I have purchased a property which has a pergola which I discovered has not received council approval. Can I avoid the contract?
In short, No.
Section 32 of the Sale of Land Act does not require disclosure of any works conducted “without” a permit. Nevertheless, if the works were done by the person registered on title, then this may be considered Owner Builder works in which case you may be able to avoid the Contract under Section 137B of the Building Act (s137B) (refer to sale Q & A which explains s137B).
It is always recommended that prior to signing a Contract of Sale, you conduct your own due diligence which should include comparing any building plans lodged with council with the physical structures at the property.
You should also keep in mind that any notice served after the date of the contract will be the purchasers responsibility so caution should be taken.
During the contract, the vendor asked the purchaser for an earlier settlement date. The purchaser agreed. The purchaser was unable to complete settlement due to delays with their bank, but was able to complete settlement before the original date fixed for settlement. Is the purchaser obliged to pay penalty interest?

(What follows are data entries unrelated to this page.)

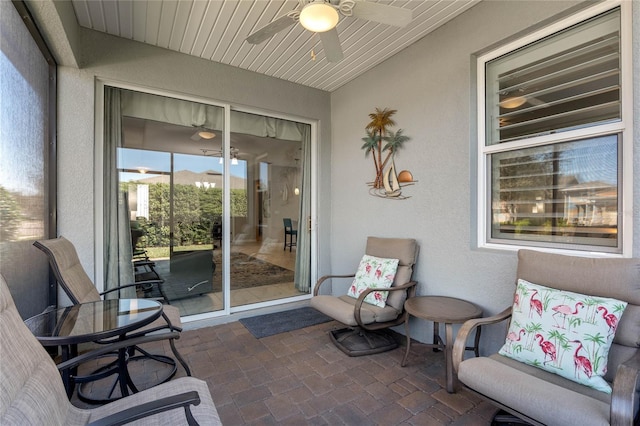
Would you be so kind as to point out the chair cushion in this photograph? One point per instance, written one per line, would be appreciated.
(617, 278)
(341, 309)
(406, 251)
(540, 395)
(31, 391)
(567, 333)
(373, 272)
(68, 270)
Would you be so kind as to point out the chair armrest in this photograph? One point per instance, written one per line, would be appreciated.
(324, 278)
(460, 344)
(120, 287)
(625, 392)
(183, 400)
(360, 301)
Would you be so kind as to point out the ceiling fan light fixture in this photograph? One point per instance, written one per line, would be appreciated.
(319, 17)
(205, 134)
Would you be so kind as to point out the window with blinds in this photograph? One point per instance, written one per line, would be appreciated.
(566, 81)
(565, 193)
(552, 136)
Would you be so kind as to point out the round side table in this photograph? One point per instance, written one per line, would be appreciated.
(448, 310)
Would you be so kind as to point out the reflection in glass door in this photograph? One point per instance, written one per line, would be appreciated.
(208, 214)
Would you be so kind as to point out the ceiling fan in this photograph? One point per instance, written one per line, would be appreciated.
(322, 16)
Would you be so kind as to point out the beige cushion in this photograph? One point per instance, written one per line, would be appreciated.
(341, 309)
(546, 397)
(403, 249)
(566, 333)
(373, 272)
(65, 263)
(616, 278)
(536, 393)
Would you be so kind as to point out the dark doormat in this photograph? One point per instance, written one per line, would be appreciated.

Yes, where an earlier or later date is agreed between the parties (without any conditions), then that date becomes the settlement date and failure to settle on that date constitutes a breach of contract. It is always recommended that a Deed of Variation be signed to bind all parties.
It is recommended that no changes be made to any settlement date unless all parties are ready for settlement.
Removal of Chattels prior to settlement
At a final inspection it has been discovered that the light fittings which were included as chattels in the Contract of Sale have been removed. Can a purchaser deduct the estimated cost of replacement from the settlement proceeds?
The standard Contract of Sale requires the vendor to deliver the property and chattels in the same condition as at the day of sale ie. the date the contract was signed. fair wear and tear excepted. Nevertheless, this does not entitle the purchaser to make a deduction at settlement, as the condition specifically states that failure to deliver the chattels creates a right to compensation only. Morally however it may be argued that a vendor should negotiate a deduction of an agreed amount at settlement, but if that is not agreed, a purchaser may only sue for compensation after settlement.
Disclaimer – Any information contained herein should not be relied upon and you should always obtain independent advice.